(Miami Beach) Le « spring break », vacances de printemps aux États-Unis, n’est pas que synonyme de chaos à Miami Beach. Non loin de milliers de touristes dont les fêtes bien arrosées ont forcé les autorités à déclarer l’état d’urgence, les résidents locaux font du yoga sur la plage et ramassent les déchets abandonnés par les éphémères visiteurs.

Une dizaine de personnes se retrouvent devant une cabane de maîtres-nageurs sauveteurs, pour un cours de yoga au lever du soleil. Les véhicules municipaux tamisent encore le sable pour déterrer les vestiges des excès de la veille.

« Ça n’a pas été facile, avec les vacances de printemps », confie Radha Silva, professeure de yoga. « En tant que résidents, on est prudents et on se dit : “Peut-être qu’il vaut mieux attendre un peu et aller tôt à la plage demain”. »

Après une décennie à Miami Beach, cette yogi brésilienne de 49 ans n’a jamais vu autant de monde. « Je suppose que c’est à cause de la pandémie, ou de ce que les gens ont enduré ».

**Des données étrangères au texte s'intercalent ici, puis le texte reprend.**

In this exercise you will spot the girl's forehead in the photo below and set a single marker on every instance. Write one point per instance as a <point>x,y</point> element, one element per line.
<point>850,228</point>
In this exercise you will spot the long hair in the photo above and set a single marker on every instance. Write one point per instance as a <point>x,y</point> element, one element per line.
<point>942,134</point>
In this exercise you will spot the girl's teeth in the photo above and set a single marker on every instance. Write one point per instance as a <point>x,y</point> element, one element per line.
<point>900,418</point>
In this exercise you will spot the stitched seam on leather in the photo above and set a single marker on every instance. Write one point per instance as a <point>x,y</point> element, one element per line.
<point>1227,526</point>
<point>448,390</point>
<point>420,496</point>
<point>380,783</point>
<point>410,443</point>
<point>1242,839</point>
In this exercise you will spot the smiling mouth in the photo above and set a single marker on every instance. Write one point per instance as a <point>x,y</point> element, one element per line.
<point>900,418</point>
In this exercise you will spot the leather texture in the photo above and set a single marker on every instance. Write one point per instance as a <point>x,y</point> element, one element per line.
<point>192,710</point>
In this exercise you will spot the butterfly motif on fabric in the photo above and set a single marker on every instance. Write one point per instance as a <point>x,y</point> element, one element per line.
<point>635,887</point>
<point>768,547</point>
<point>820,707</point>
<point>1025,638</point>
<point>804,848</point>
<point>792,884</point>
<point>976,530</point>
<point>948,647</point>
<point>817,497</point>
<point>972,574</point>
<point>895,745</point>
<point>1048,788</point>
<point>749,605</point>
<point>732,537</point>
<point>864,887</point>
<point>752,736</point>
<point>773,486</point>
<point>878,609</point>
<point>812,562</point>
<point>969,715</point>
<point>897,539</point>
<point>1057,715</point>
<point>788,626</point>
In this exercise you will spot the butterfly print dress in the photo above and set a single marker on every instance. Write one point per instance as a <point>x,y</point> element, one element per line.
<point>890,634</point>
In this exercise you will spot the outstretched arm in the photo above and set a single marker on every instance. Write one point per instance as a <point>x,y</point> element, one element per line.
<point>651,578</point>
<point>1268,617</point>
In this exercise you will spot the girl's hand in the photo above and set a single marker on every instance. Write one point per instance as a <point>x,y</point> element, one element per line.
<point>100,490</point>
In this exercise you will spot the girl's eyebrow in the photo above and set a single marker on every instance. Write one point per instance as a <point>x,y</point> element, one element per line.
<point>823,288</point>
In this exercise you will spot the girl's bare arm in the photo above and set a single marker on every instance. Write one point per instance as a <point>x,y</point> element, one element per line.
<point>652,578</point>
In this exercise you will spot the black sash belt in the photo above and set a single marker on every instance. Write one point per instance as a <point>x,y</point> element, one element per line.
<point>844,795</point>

Tous les ans, en mars, cette petite île du sud de la Floride est envahie par des milliers d’étudiants américains. Mais cette année, la ville est saturée de touristes venus faire rageusement la fête, après douze mois de privations.

Ils dansent sur le toit des voitures, « twerkent » – ondulent de façon suggestive – à demi nus et s’échangent des bouteilles, pour célébrer – à tort – ce qu’ils perçoivent comme la fin de la pandémie.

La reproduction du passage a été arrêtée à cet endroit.